We will not cease in our tireless efforts to request and even to beg of our great rebbi, the pillar of Torah of the American Midwest and beyond, and who sustains and guides us in all of our ways, to continue his great work and blessed and holy accomplishments in our yeshivah, in order to strengthen Torah and tradition in an environment that is thirsty for the word of Hashem.
We greatly hope that the communal leaders of Antwerp appreciate the great love and close relationship we enjoy with our great rebbi Rav Kreiswirth, and our souls are collectively bound with his.
And it is for the honor of Torah and those who study it and value it that we hope our out-of-the-ordinary efforts in this regard can be forgiven.
Yours, with feelings of friendship and peace, and with the blessings of the Torah,
Ovadiah Yudkovsky
Dov Berel Wein
Tzvi Aryeh Rottman
In the name of the talmidim of Beis HaMidrash L’Torah of Chicago, Illinois

To no avail. Rav Chaim Kreiswirth moved to Belgium, and remained the rav of Machzikei Hadass Antwerp until his passing 48 years later in 2001.

He never rested on his laurels in Antwerp, however. He continued to visit the United States on an almost annual basis, connecting with former talmidim and guiding them, and sometimes spurring them to further their careers in harbatzas Torah.

He also invested time and resources in building Torah infrastructure in Israel, eventually residing part time in Jerusalem’s Har Nof neighborhood in his later years.
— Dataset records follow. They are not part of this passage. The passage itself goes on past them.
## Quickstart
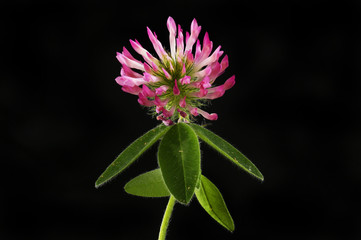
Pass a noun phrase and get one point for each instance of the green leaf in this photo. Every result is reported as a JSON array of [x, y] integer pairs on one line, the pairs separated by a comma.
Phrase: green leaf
[[179, 161], [149, 184], [131, 153], [212, 201], [226, 149]]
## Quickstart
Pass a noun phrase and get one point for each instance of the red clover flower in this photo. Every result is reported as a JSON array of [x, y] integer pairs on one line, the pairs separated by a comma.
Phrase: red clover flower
[[178, 82]]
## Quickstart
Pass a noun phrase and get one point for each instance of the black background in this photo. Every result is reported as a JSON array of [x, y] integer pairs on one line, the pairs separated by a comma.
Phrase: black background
[[294, 111]]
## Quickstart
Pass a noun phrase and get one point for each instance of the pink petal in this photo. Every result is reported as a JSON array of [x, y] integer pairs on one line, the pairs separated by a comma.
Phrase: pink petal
[[195, 30], [129, 72], [156, 44], [193, 110], [184, 69], [161, 90], [147, 92], [150, 78], [159, 102], [172, 32], [180, 42], [132, 90], [183, 114], [167, 75], [147, 68], [205, 82], [129, 81], [144, 100], [155, 67], [230, 82], [185, 80], [129, 62], [212, 116], [182, 102]]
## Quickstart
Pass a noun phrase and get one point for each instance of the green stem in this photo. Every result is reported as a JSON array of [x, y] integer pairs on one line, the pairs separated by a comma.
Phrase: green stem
[[166, 217]]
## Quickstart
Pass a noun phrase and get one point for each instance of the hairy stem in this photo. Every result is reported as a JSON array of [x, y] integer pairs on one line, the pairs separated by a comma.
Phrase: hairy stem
[[166, 217]]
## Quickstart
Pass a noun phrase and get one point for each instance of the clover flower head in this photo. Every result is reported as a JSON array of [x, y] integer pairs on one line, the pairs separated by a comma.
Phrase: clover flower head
[[176, 84]]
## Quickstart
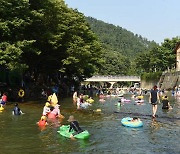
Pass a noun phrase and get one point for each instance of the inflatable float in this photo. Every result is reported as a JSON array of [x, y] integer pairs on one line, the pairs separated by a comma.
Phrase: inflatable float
[[125, 100], [129, 123], [64, 131], [139, 101], [90, 100]]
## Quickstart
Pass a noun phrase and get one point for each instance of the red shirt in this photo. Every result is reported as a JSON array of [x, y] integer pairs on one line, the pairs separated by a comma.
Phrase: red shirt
[[42, 123]]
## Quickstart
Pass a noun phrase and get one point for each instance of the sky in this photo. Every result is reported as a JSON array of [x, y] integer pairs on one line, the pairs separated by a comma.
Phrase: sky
[[152, 19]]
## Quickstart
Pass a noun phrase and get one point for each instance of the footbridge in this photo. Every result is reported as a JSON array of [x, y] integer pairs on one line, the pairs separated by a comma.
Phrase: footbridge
[[113, 79]]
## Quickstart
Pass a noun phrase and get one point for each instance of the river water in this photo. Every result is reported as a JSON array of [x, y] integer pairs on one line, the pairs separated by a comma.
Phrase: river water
[[20, 134]]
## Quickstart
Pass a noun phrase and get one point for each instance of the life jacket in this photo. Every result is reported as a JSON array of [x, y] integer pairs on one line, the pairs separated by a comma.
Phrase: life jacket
[[51, 115], [4, 98], [16, 111], [42, 123]]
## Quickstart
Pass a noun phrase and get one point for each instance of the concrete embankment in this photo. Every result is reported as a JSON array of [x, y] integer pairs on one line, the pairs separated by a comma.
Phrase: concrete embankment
[[167, 81]]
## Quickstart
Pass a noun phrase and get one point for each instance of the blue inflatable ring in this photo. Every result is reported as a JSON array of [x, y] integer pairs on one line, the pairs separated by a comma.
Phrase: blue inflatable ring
[[128, 123]]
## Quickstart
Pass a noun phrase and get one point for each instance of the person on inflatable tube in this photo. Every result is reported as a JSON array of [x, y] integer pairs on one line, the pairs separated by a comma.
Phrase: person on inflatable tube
[[75, 126]]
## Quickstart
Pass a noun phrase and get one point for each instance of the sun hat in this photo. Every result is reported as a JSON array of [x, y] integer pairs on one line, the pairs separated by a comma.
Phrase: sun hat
[[71, 118], [47, 104]]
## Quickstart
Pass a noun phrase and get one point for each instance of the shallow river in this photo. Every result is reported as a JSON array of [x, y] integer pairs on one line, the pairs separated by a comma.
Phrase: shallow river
[[20, 134]]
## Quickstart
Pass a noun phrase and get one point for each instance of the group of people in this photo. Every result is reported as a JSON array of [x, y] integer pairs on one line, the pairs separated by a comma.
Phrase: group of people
[[154, 99], [80, 101], [51, 110]]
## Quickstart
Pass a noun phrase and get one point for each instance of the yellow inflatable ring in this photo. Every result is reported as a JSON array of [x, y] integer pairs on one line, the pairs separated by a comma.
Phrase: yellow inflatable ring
[[21, 93]]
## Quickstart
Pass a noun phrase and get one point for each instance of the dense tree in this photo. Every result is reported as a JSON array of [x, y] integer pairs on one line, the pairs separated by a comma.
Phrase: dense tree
[[159, 58], [46, 36]]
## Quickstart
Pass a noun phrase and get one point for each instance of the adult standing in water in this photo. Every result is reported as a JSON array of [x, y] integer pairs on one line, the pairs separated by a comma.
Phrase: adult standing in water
[[154, 99]]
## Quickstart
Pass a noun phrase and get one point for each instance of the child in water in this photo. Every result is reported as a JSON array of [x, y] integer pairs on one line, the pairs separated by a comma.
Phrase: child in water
[[74, 125], [135, 119], [42, 121], [46, 109], [17, 110], [166, 104]]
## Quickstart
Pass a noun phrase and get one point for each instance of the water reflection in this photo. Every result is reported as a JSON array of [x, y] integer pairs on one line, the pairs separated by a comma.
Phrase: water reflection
[[160, 135]]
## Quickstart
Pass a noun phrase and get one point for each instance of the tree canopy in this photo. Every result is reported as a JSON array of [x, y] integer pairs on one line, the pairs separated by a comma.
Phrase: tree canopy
[[45, 36]]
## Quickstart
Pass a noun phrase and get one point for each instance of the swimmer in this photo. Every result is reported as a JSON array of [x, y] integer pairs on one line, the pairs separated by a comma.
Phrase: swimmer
[[42, 121], [75, 126], [17, 110]]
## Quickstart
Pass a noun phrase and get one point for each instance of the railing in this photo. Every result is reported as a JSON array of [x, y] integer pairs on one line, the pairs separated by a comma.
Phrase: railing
[[125, 78]]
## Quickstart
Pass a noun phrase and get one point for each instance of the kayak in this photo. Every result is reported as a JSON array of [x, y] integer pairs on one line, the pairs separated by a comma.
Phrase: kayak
[[140, 97], [128, 123], [64, 131], [90, 100]]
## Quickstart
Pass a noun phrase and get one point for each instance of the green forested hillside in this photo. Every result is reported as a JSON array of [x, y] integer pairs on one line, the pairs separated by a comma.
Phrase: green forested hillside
[[118, 39]]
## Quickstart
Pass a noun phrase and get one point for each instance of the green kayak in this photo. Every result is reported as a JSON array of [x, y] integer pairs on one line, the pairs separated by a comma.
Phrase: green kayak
[[64, 131]]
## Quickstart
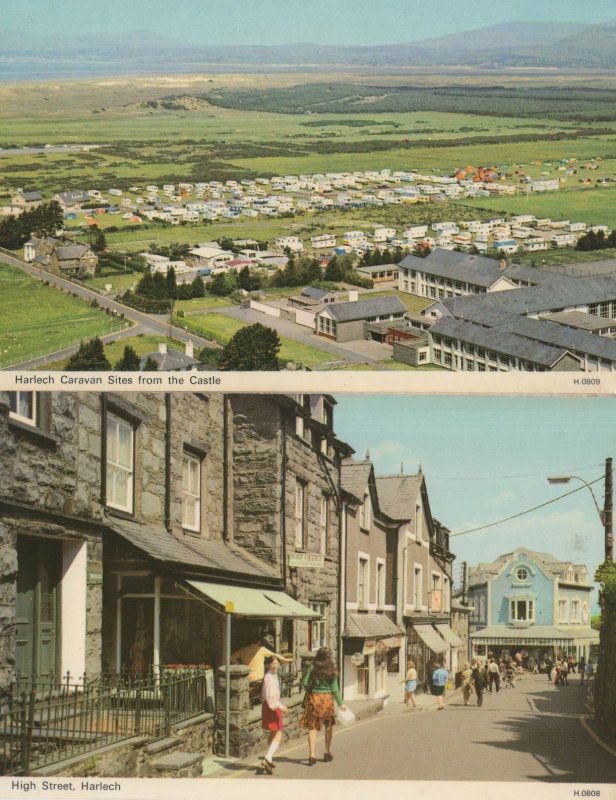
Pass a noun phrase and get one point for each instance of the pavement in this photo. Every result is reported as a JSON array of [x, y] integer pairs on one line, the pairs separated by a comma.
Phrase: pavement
[[535, 732]]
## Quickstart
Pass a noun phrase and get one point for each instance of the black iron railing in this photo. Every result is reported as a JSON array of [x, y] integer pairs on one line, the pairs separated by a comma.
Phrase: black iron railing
[[45, 721]]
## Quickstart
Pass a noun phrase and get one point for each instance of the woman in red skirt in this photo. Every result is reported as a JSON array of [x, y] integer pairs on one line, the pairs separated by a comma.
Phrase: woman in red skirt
[[271, 711], [321, 683]]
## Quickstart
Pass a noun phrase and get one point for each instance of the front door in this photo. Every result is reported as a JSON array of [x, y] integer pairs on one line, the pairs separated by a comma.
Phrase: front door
[[37, 607]]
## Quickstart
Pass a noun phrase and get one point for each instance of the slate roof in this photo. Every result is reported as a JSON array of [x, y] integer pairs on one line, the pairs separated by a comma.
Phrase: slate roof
[[396, 494], [156, 542], [482, 312], [360, 309], [370, 626], [355, 476], [500, 340], [314, 293], [475, 269], [170, 361]]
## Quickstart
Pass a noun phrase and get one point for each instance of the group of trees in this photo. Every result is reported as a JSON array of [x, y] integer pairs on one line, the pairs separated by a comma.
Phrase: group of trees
[[91, 358], [596, 241], [42, 221], [156, 292]]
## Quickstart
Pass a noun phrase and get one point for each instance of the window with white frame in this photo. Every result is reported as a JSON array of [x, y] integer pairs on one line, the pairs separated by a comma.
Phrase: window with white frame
[[325, 503], [417, 586], [22, 407], [363, 577], [318, 627], [191, 492], [300, 520], [521, 610], [380, 583], [120, 463], [365, 512]]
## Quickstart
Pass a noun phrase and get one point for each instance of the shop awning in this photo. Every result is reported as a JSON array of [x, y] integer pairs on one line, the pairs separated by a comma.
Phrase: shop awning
[[262, 603], [430, 637], [452, 639]]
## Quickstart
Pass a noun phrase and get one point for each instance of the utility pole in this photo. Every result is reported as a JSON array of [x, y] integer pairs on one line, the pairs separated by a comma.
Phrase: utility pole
[[607, 512]]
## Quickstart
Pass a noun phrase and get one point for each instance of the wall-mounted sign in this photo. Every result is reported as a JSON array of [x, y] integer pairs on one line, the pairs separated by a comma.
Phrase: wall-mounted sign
[[307, 560]]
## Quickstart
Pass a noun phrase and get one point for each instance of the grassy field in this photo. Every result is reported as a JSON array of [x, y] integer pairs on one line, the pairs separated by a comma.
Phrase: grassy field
[[141, 344], [36, 319], [220, 328]]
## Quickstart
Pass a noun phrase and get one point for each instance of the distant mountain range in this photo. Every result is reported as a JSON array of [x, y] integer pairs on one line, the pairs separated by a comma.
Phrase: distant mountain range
[[517, 44]]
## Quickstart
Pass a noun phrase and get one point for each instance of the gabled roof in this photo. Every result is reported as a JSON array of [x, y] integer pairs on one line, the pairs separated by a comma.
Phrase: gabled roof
[[170, 361], [397, 494], [500, 340], [360, 309], [355, 476], [197, 554]]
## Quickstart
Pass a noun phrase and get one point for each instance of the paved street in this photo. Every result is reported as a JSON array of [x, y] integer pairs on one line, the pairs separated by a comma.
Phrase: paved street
[[534, 732]]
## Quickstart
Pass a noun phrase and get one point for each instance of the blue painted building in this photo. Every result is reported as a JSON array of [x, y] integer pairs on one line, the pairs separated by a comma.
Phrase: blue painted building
[[530, 603]]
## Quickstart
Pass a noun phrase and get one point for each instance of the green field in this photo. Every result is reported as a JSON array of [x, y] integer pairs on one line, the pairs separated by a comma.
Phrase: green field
[[36, 319], [219, 328]]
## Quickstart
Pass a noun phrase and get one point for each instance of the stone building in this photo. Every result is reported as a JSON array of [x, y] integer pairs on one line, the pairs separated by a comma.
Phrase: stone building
[[372, 641], [131, 525], [286, 505]]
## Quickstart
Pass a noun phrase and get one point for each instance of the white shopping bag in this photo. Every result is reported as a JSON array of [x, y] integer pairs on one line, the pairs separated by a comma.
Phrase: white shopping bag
[[345, 716]]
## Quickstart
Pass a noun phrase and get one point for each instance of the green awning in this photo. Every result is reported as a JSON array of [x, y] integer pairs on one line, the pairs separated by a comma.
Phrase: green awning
[[262, 603]]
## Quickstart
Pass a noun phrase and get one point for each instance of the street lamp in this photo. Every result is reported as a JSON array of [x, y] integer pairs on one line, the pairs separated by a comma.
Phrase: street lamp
[[605, 515]]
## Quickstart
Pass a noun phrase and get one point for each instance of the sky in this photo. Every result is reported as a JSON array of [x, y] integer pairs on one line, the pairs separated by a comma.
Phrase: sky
[[487, 458], [349, 22]]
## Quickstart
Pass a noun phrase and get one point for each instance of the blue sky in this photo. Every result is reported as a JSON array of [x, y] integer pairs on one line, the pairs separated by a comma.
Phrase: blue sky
[[283, 21], [486, 458]]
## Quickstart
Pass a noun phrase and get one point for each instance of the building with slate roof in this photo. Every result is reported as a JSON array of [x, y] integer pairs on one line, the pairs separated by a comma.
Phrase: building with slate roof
[[398, 583], [563, 324], [532, 604], [345, 322], [126, 518], [448, 273]]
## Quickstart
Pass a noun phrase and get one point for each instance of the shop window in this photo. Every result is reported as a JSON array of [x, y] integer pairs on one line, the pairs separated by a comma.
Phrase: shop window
[[191, 492], [120, 463]]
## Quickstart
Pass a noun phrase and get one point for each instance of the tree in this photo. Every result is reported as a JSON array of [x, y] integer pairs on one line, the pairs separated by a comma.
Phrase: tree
[[90, 357], [129, 362], [254, 347], [150, 365]]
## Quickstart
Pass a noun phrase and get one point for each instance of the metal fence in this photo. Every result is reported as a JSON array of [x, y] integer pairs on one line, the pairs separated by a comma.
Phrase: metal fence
[[43, 722]]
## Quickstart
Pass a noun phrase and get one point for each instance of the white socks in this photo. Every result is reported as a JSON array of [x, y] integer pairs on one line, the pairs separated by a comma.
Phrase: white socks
[[272, 749]]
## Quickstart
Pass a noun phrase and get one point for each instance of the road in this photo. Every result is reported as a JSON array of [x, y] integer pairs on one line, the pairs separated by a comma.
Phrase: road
[[146, 323], [534, 732]]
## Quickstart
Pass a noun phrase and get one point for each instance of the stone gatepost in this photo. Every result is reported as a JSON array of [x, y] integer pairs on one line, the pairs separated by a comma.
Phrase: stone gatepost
[[240, 737]]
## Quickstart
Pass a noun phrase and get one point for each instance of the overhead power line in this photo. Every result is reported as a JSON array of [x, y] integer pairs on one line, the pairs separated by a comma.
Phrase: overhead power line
[[528, 510]]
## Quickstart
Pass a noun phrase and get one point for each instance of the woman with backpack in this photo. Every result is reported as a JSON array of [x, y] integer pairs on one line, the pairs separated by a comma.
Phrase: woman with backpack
[[321, 684]]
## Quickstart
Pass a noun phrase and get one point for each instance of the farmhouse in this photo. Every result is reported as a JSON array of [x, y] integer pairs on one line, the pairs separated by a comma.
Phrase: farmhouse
[[345, 322]]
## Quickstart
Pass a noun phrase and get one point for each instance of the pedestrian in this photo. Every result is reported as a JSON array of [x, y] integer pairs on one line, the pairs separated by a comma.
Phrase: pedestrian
[[410, 685], [478, 680], [321, 684], [271, 711], [582, 668], [564, 672], [466, 677], [493, 676], [440, 676]]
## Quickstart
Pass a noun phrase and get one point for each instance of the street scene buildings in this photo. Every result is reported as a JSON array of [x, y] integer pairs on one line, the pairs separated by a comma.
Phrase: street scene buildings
[[155, 547]]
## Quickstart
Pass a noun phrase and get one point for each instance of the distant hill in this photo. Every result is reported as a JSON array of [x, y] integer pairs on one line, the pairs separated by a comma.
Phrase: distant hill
[[524, 44]]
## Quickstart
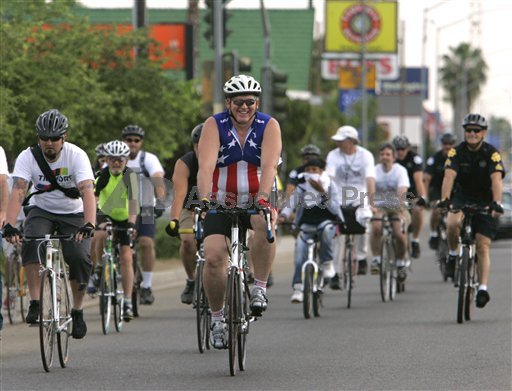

Through his close student Rav Aryeh Rottman, he was involved in the establishment and growth of the Mercaz HaTorah yeshivah in Talpiot.

In Har Nof, he was sometimes seen having animated Torah discussions with Rav Ovadiah Yosef, the two great Torah geniuses citing long passages from Shas, Rishonim, and poskim by heart to each other. Rav Benzion Abba Shaul related to his students that he only recited the blessing of shechalak mei’chochmaso, which is recited only on the greatest of Torah sages, on three individuals — the Steipler, the Satmar Rav, and Rav Chaim Kreiswirth.

Wonder of Yerushalayim

During his sojourn in Jerusalem, Rav Chaim Kreiswirth resumed his ways of developing close relationships with leading Torah scholars of the city, who in turn were amazed at his vast knowledge.

A story is told from that period of a conversation he had with Rav Isser Zalman Meltzer and the Mirrer rosh yeshivah, Rav Leizer Yudel Finkel, both decades his senior. Rav Kreiswirth mentioned that a certain Tosafos was a “pele — although in the course of the conversation, Rav Kreiswirth had cited that Tosafos and many others verbatim as was his custom. Rav Leizer Yudel interjected, “The Tosafos isn’t a pele. The fact that you’re quoting everything by heart is a pele!”

Father of Orphans

One of Rav Kreiswirth’s many objectives in his travels was his dedication to supporting the poor, orphans, widows, and other unfortunate individuals. His personal fundraising for thousands of impoverished families and individuals occupied much of his time. He was once asked why he never recorded memoirs of his experiences with the great Torah personalities he was privileged to be acquainted with in his youth. He emphatically replied that he preferred to utilize the time it would take to write those stories to further fundraising efforts on behalf of additional widows and orphans.

 

This Thursday, the 16th of Teves, marks the 23rd yahrtzeit of Rav Chaim Kreiswirth.